Dear Zianne,
You officially have a favorite book. Your dad reads to you about Gerald the Giraffe almost every night before you go to bed. You sit there quietly and turn the pages as you hold the giraffe stuffed animal your Dada won for you at a work event. Sometimes you get excited and hit the pages as he reads or sometimes you thoughtfully point to objects on the page. Your favorite is the picture of the moon up in the night sky.
And here is the moral of the story… we can all dance when we find a song we love. Gerald, with his long, awkward giraffe legs, is not a good dancer. He gets all tripped up when he tries to sway to the music. The other animals, who hold a huge dance each year, make fun of Gerald for his lack of dancing skills. He walks away from the party feeling sad and dejected until a cricket whispers some advice to him, “Sometimes when you’re different, you just need a different song…” Upon hearing this, Gerald begins hearing the sounds all around him, the swaying branches and the singing insects, and his body begins to sway to the rhythm. Soon his dancing becomes so extraordinary and beautiful {he is a giraffe leaping through the sky after all} that the other animals have gathered around in awe. Gerald ends the book by saying, “We all can dance when we find music that we love…”
I’ve been thinking lately how motherhood is like dancing. Different moves on different days. Different songs. Sometimes fast, sometimes slow. Sometimes it’s a literal dance, especially when your dad gets home from work and we all dance around the living room to “Rockin’ Robin” to celebrate being home together as a family in the evening. Sometimes it’s fast-paced like a jig as I dart around the house trying to be a mom and a homemaker and a student all at the same time. My steps are quick as I switch the laundry to the dryer, drop a handful of Cheerios on your highchair tray, and unload the dishwasher before you eat them all and get bored, all while eyeing the stack of books across the room that are waiting to be studied. And sometimes the dance is slow, like when you wake from teething pain in the middle of the night and I gently rock you back to sleep or when we sit on the floor in the afternoons and I build towers out of blocks for you to knock over again and again and again.

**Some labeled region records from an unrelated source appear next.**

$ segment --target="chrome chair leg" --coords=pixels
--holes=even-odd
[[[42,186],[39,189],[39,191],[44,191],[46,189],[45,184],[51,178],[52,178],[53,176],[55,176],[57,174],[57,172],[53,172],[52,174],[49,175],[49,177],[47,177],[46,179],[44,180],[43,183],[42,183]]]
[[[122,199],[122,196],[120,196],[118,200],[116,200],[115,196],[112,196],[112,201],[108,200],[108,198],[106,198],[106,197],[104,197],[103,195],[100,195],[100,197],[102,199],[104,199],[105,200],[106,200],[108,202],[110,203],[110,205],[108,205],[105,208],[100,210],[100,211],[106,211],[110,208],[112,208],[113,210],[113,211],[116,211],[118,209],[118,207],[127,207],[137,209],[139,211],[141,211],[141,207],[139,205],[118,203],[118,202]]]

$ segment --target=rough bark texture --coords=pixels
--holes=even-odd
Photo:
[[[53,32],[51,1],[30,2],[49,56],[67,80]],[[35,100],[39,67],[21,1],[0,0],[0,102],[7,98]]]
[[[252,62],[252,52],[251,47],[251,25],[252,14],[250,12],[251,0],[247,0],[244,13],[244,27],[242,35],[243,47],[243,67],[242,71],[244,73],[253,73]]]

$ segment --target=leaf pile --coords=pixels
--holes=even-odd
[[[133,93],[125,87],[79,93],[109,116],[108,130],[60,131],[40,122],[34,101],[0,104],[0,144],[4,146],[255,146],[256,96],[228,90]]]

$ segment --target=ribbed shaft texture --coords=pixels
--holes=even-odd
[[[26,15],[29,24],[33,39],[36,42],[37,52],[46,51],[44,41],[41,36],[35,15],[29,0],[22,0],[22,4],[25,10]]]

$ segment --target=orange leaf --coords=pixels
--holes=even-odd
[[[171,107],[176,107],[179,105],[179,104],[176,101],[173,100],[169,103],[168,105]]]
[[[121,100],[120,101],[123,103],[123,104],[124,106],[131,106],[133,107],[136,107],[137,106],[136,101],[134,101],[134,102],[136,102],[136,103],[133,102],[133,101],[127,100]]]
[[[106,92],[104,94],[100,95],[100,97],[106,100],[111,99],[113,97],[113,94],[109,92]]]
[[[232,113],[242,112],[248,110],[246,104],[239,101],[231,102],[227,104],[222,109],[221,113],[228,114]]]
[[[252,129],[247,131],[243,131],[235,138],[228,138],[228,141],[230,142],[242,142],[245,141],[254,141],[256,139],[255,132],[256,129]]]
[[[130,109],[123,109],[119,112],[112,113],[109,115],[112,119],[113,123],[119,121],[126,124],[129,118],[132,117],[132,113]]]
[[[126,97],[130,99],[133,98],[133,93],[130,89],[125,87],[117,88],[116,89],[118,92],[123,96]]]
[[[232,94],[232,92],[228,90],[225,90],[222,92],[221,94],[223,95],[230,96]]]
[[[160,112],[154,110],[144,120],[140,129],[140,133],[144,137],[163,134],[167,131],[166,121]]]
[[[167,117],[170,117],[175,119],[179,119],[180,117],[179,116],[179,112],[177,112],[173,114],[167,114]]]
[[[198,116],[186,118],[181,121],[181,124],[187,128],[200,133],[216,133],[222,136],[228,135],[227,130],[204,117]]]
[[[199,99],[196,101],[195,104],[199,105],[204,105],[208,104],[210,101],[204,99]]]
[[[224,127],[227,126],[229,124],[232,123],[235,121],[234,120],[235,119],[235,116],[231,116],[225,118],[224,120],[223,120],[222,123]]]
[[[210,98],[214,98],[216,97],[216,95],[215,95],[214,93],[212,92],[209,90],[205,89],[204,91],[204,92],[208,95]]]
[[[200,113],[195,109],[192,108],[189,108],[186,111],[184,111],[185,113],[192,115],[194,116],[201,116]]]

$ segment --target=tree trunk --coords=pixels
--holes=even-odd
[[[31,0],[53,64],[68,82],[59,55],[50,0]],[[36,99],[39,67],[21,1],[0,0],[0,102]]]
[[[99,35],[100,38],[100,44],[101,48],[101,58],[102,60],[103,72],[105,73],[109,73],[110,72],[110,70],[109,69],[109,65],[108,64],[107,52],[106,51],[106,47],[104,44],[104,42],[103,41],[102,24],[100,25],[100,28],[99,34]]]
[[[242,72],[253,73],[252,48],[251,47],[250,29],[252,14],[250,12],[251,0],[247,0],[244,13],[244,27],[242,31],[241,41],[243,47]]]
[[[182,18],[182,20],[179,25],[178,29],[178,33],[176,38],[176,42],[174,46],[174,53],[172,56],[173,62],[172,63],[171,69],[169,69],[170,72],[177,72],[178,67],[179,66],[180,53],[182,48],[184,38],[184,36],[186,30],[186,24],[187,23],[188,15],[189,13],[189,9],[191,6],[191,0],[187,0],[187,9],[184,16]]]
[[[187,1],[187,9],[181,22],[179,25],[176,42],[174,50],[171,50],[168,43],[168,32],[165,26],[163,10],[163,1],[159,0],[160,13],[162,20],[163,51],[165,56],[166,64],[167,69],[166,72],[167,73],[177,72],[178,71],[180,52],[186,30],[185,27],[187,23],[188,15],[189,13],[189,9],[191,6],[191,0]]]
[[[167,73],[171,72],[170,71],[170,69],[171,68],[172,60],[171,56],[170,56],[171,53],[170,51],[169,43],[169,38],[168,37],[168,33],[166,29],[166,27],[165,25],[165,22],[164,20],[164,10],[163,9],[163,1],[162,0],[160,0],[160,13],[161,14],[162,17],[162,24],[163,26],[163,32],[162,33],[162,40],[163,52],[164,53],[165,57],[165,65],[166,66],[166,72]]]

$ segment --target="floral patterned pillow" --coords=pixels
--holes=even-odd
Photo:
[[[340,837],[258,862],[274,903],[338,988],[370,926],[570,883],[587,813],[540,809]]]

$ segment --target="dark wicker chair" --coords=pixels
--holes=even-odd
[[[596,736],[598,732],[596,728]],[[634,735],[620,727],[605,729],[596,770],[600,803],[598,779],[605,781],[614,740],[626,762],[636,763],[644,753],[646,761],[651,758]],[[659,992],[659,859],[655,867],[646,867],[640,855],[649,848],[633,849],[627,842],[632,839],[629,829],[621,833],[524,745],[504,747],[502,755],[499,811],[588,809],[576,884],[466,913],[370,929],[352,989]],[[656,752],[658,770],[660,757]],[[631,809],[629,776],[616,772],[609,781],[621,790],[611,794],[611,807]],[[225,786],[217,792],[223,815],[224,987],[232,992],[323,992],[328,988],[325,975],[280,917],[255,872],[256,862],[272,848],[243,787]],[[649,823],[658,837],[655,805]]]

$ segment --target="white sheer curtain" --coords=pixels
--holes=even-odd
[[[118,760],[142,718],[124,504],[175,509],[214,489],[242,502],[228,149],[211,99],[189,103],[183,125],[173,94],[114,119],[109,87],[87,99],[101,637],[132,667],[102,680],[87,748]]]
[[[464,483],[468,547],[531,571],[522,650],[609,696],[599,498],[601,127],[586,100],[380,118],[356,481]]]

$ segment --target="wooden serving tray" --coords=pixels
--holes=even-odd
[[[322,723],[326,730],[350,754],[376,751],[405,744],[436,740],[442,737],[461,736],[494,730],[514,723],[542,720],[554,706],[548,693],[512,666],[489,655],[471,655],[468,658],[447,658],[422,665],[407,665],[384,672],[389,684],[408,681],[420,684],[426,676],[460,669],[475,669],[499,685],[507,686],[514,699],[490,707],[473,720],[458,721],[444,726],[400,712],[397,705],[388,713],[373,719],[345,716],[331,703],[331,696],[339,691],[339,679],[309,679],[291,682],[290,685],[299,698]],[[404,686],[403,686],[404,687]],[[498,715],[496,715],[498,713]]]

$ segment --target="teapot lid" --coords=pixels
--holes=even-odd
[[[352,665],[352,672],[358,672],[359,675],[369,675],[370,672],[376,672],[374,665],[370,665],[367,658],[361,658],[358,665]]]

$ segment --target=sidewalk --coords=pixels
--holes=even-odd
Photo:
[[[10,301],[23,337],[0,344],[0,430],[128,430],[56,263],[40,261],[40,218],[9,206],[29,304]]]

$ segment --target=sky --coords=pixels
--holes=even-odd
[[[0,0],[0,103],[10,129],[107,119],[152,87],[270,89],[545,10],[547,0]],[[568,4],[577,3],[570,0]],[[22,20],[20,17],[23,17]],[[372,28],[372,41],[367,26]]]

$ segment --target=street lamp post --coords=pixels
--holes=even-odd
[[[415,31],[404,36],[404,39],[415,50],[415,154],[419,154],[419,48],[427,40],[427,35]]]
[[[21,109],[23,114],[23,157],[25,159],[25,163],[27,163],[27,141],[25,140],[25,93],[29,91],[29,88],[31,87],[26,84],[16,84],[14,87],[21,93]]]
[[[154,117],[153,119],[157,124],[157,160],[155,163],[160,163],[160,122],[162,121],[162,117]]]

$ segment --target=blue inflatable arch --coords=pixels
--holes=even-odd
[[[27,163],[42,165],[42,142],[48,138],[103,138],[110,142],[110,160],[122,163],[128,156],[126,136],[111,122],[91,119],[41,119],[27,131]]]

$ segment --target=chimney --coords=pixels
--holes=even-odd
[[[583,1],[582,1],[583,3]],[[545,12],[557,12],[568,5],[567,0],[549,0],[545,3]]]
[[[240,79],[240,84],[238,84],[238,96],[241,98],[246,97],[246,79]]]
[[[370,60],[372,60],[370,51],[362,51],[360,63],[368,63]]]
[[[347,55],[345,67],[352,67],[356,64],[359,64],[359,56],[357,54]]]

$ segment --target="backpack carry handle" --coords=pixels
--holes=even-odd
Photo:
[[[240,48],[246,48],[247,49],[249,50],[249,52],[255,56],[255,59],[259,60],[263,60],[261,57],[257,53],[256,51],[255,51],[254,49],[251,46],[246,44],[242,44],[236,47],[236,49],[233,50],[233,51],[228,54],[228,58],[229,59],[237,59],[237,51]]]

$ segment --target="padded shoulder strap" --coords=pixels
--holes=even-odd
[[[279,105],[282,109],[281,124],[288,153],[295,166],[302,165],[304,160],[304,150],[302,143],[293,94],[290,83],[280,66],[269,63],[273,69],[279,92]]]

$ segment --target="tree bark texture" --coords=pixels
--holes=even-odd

Sometimes the dance is so tiring that I go to bed exhausted like I just finished competing in an Olympic sport. Sometimes the dance is so slow and joyful that I go to bed fulfilled and reflecting on the blessing of parenthood. And most of the time the dance feels like a freestyle event. I don’t have it choreographed in advance and there is no time to rehearse. I just sense the music of the day and I take the steps that feel right. At times this method feels a bit chaotic. Part of me wishes I could practice a little bit before going on stage, but we all know motherhood doesn’t work like that. Thankfully I’ve found that even when I make it up as I go, in the end, the dance is really beautiful.